Use '--warning-mode all' to show the individual deprecation warnings.
See https://docs.gradle.org/5.6.2/userguide/command_line_interface.html#sec:command_line_warnings
BUILD SUCCESSFUL in 13s
1 actionable task: 1 executed
I just tried again and cannot reproduce it anymore in the examples.
EDIT, the readme is wrong it seems, you need to name the context object e.g. selection
and access candidate
or currentVersion
form the selection
object. And I just noticed the it
trick.
Got the same issue with the missing property, using the script configured as this.
def isNonStable = { String version ->
def stableKeyword = ['RELEASE', 'FINAL', 'GA'].any { qualifier -> version.toUpperCase().contains(qualifier) }
def regex = /^[0-9,.v-]+$/
return !stableKeyword && !(version ==~ regex)
}
dependencyUpdates {
revision = "release"
rejectVersionIf {
isNonStable(candidate.version) && !isNonStable(currentVersion)
}
}
Gradle 5.6.2 (with the wrapper of course) Running on Java 11
Can you delete your .gradle dir? I had done a git clean -dfx and killed the daemons.

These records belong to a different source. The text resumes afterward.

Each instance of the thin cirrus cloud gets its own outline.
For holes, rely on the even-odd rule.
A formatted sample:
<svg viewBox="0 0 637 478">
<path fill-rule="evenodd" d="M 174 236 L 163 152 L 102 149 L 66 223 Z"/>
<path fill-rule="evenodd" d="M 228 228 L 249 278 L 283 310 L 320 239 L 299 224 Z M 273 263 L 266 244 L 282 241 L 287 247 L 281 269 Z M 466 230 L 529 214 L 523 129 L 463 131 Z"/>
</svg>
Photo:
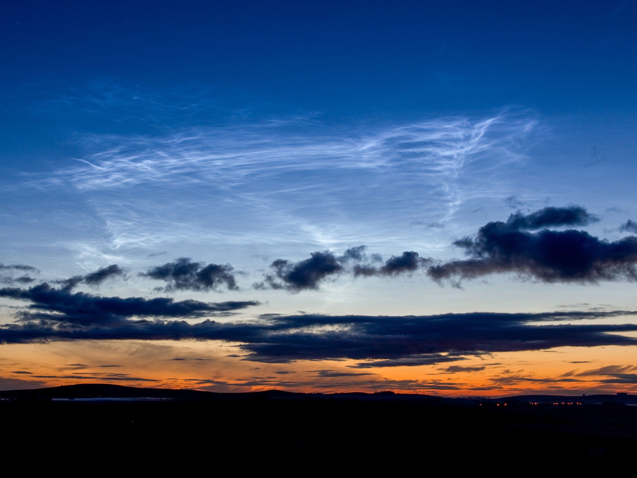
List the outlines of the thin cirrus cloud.
<svg viewBox="0 0 637 478">
<path fill-rule="evenodd" d="M 368 131 L 297 117 L 87 134 L 80 161 L 32 184 L 88 203 L 95 217 L 83 221 L 99 234 L 60 243 L 94 257 L 92 264 L 127 247 L 165 250 L 186 241 L 324 249 L 355 243 L 357 235 L 375 246 L 387 240 L 378 236 L 381 224 L 415 214 L 404 207 L 415 197 L 423 198 L 418 214 L 442 225 L 465 200 L 463 191 L 499 196 L 498 171 L 524 157 L 538 127 L 532 115 L 508 110 Z M 347 227 L 334 222 L 343 217 L 352 218 Z"/>
</svg>

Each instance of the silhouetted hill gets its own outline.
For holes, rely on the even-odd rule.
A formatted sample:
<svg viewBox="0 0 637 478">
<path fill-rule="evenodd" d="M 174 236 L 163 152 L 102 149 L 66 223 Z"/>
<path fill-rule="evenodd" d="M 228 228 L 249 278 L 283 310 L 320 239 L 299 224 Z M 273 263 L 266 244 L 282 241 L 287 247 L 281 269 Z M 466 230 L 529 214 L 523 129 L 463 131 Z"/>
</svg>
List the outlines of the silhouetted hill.
<svg viewBox="0 0 637 478">
<path fill-rule="evenodd" d="M 537 402 L 538 403 L 562 403 L 579 402 L 580 403 L 625 403 L 637 405 L 637 395 L 624 393 L 598 395 L 515 395 L 506 398 L 494 399 L 497 402 L 517 401 L 519 402 Z"/>
<path fill-rule="evenodd" d="M 104 398 L 164 398 L 178 400 L 217 400 L 242 399 L 315 399 L 336 400 L 374 400 L 374 401 L 418 401 L 452 402 L 453 399 L 442 398 L 431 395 L 413 393 L 394 393 L 383 391 L 375 393 L 352 392 L 347 393 L 299 393 L 283 390 L 266 390 L 259 392 L 240 393 L 220 393 L 201 390 L 174 389 L 168 388 L 142 388 L 127 387 L 110 384 L 78 384 L 62 385 L 59 387 L 9 390 L 0 391 L 0 398 L 22 400 L 50 399 L 104 399 Z"/>
</svg>

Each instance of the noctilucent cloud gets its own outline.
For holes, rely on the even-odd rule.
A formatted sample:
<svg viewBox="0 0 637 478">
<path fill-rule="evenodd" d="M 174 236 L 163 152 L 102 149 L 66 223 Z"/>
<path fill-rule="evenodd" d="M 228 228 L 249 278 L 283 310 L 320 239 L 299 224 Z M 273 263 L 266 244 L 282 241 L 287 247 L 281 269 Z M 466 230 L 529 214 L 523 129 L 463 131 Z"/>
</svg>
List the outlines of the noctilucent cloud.
<svg viewBox="0 0 637 478">
<path fill-rule="evenodd" d="M 14 2 L 0 389 L 637 391 L 637 4 Z"/>
</svg>

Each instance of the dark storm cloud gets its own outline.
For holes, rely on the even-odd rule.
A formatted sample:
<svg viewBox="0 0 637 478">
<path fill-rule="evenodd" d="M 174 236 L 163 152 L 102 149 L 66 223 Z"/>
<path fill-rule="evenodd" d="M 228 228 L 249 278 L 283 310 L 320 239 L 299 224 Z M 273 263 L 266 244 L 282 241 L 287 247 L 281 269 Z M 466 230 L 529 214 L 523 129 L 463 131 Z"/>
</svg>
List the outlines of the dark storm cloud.
<svg viewBox="0 0 637 478">
<path fill-rule="evenodd" d="M 15 277 L 11 275 L 6 275 L 8 273 L 10 274 L 11 272 L 16 271 L 20 271 L 25 273 L 39 273 L 39 270 L 32 266 L 27 266 L 24 264 L 13 264 L 10 265 L 0 264 L 0 283 L 12 284 L 13 282 L 18 282 L 20 284 L 29 284 L 35 280 L 34 279 L 30 277 L 29 274 L 27 273 L 24 273 L 19 277 Z"/>
<path fill-rule="evenodd" d="M 400 274 L 410 274 L 419 268 L 425 267 L 433 262 L 431 259 L 419 257 L 418 252 L 406 250 L 400 256 L 392 256 L 382 266 L 357 265 L 354 266 L 354 275 L 383 275 L 392 276 Z"/>
<path fill-rule="evenodd" d="M 68 288 L 55 289 L 44 282 L 28 289 L 0 289 L 0 297 L 25 300 L 31 303 L 20 313 L 20 321 L 42 324 L 115 324 L 128 317 L 197 317 L 229 312 L 258 303 L 254 301 L 207 303 L 196 300 L 176 301 L 170 298 L 102 297 Z"/>
<path fill-rule="evenodd" d="M 225 287 L 230 291 L 239 287 L 229 264 L 208 264 L 192 262 L 189 257 L 180 257 L 175 262 L 148 269 L 140 273 L 142 277 L 157 280 L 164 280 L 168 285 L 164 287 L 167 291 L 175 290 L 220 291 Z"/>
<path fill-rule="evenodd" d="M 90 272 L 85 275 L 74 275 L 68 279 L 55 281 L 57 284 L 61 284 L 64 286 L 64 290 L 71 291 L 77 287 L 78 285 L 83 282 L 91 287 L 96 287 L 102 282 L 115 277 L 126 279 L 126 270 L 120 267 L 117 264 L 111 264 L 106 267 L 102 267 L 96 271 Z"/>
<path fill-rule="evenodd" d="M 291 262 L 278 259 L 270 264 L 271 273 L 266 274 L 265 280 L 253 284 L 255 289 L 283 289 L 292 293 L 303 290 L 317 290 L 321 283 L 335 279 L 340 274 L 358 276 L 395 276 L 410 274 L 433 263 L 413 250 L 400 256 L 392 256 L 382 263 L 379 254 L 367 254 L 366 247 L 351 247 L 341 256 L 329 250 L 311 252 L 309 259 Z"/>
<path fill-rule="evenodd" d="M 32 296 L 38 301 L 33 305 L 45 312 L 24 315 L 15 322 L 0 326 L 0 342 L 217 340 L 238 344 L 246 354 L 243 360 L 287 363 L 350 359 L 361 361 L 352 366 L 357 368 L 432 365 L 465 359 L 462 356 L 557 347 L 637 345 L 637 338 L 620 335 L 637 330 L 636 324 L 578 322 L 581 319 L 637 315 L 632 311 L 476 312 L 403 317 L 271 314 L 257 321 L 206 319 L 190 323 L 166 317 L 197 316 L 220 308 L 243 308 L 254 303 L 224 305 L 196 301 L 173 302 L 168 299 L 155 303 L 157 300 L 87 297 L 78 293 L 71 294 L 71 298 L 64 296 L 69 303 L 61 305 L 63 300 L 57 295 L 54 300 L 46 293 L 43 296 L 28 293 L 31 295 L 22 298 Z M 12 296 L 5 294 L 4 296 Z M 105 303 L 100 301 L 102 299 Z M 83 309 L 85 315 L 77 312 L 78 301 L 85 307 Z M 133 310 L 129 301 L 133 304 Z M 85 306 L 85 302 L 90 307 Z M 73 314 L 67 310 L 71 307 Z M 161 313 L 156 312 L 158 308 Z M 130 318 L 143 315 L 157 317 L 154 320 Z M 571 323 L 556 324 L 555 321 Z M 531 325 L 538 322 L 543 324 Z"/>
<path fill-rule="evenodd" d="M 637 280 L 637 237 L 609 242 L 572 229 L 525 230 L 596 220 L 578 206 L 545 208 L 527 215 L 516 213 L 506 222 L 489 222 L 474 237 L 454 242 L 468 258 L 433 265 L 427 274 L 439 283 L 504 272 L 545 282 Z"/>
<path fill-rule="evenodd" d="M 582 206 L 546 207 L 531 214 L 517 212 L 509 216 L 506 224 L 513 229 L 542 229 L 561 226 L 587 226 L 599 222 L 595 214 L 591 214 Z"/>
<path fill-rule="evenodd" d="M 619 230 L 622 233 L 637 233 L 637 222 L 629 219 L 619 226 Z"/>
<path fill-rule="evenodd" d="M 321 282 L 343 270 L 342 261 L 329 251 L 312 252 L 309 259 L 290 262 L 277 259 L 270 264 L 273 273 L 266 274 L 265 280 L 255 283 L 255 289 L 270 287 L 285 289 L 290 292 L 317 289 Z"/>
<path fill-rule="evenodd" d="M 24 264 L 13 264 L 12 265 L 5 265 L 0 264 L 0 270 L 19 270 L 23 272 L 39 272 L 35 267 L 27 266 Z"/>
<path fill-rule="evenodd" d="M 117 264 L 111 264 L 108 267 L 97 269 L 95 272 L 91 272 L 83 277 L 84 282 L 89 286 L 101 284 L 106 279 L 113 277 L 125 277 L 126 271 Z"/>
</svg>

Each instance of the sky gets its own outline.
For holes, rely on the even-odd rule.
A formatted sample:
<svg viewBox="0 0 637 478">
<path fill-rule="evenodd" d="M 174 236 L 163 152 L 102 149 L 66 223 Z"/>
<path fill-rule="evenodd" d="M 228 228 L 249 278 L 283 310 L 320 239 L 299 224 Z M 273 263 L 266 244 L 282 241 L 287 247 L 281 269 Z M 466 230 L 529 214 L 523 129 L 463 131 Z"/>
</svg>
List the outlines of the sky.
<svg viewBox="0 0 637 478">
<path fill-rule="evenodd" d="M 637 393 L 634 1 L 9 1 L 0 389 Z"/>
</svg>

Then it worked.
@ben-manes thanks it seems most of my issues were related to the context object ComponentSelectionWithCurrent
by mixing example in the README and found in this issue.
Although my script only the last rejectVersionIf
directive is executed, in that aspect the readme seems a bit misleading.
What's the status of this? Is the README wrong or the feature buggy or both? @bric3 see #344
The readme is definitely wrong. I don't think there's a bug in the feature but rather a limitation of how rejectVersionIf
currently works, i.e. at this. time it's impossible to have multiple rejectVersionIf
directive. In that aspect the readme is wrong, as it let assume that the directive just adds new rejection directive, but they are overriding each other.
The wrong example snippet from the current readme:
dependencyUpdates {
// Example 1: reject all non stable versions
rejectVersionIf {
isNonStable(candidate.version)
}
// Example 2: disallow release candidates as upgradable versions from stable versions
rejectVersionIf {
isNonStable(candidate.version) && !isNonStable(currentVersion)
}
// Example 3: using the full syntax
resolutionStrategy {
componentSelection {
all {
if (isNonStable(candidate.version) && !isNonStable(currentVersion)) {
reject('Release candidate')
}
}
}
}
}
Instead this snippet should be rewritten like this (and maybe for the kotlin snippet as well, I didn't check):
// Example 1: reject all non stable versions
dependencyUpdates {
rejectVersionIf { selection ->
isNonStable(selection.candidate.version) // <---- notice the arg name
}
}
// Example 2: disallow release candidates as upgradable versions from stable versions
dependencyUpdates {
rejectVersionIf {
isNonStable(it.candidate.version) && !isNonStable(it.currentVersion) // <---- notice the it (standard groovy)
}
}
// Example 3: using the full syntax
dependencyUpdates {
resolutionStrategy {
componentSelection {
all {
if (isNonStable(it.candidate.version) && !isNonStable(it.currentVersion)) {
reject('Release candidate')
}
}
}
}
}
Update: Released in v0.25.0
Hello Ben,
I propose to add a declarative filter for filtering version
instead of
Also I noticed that people are much more creative on how they name their unstable versions than on how they name their unstable versions.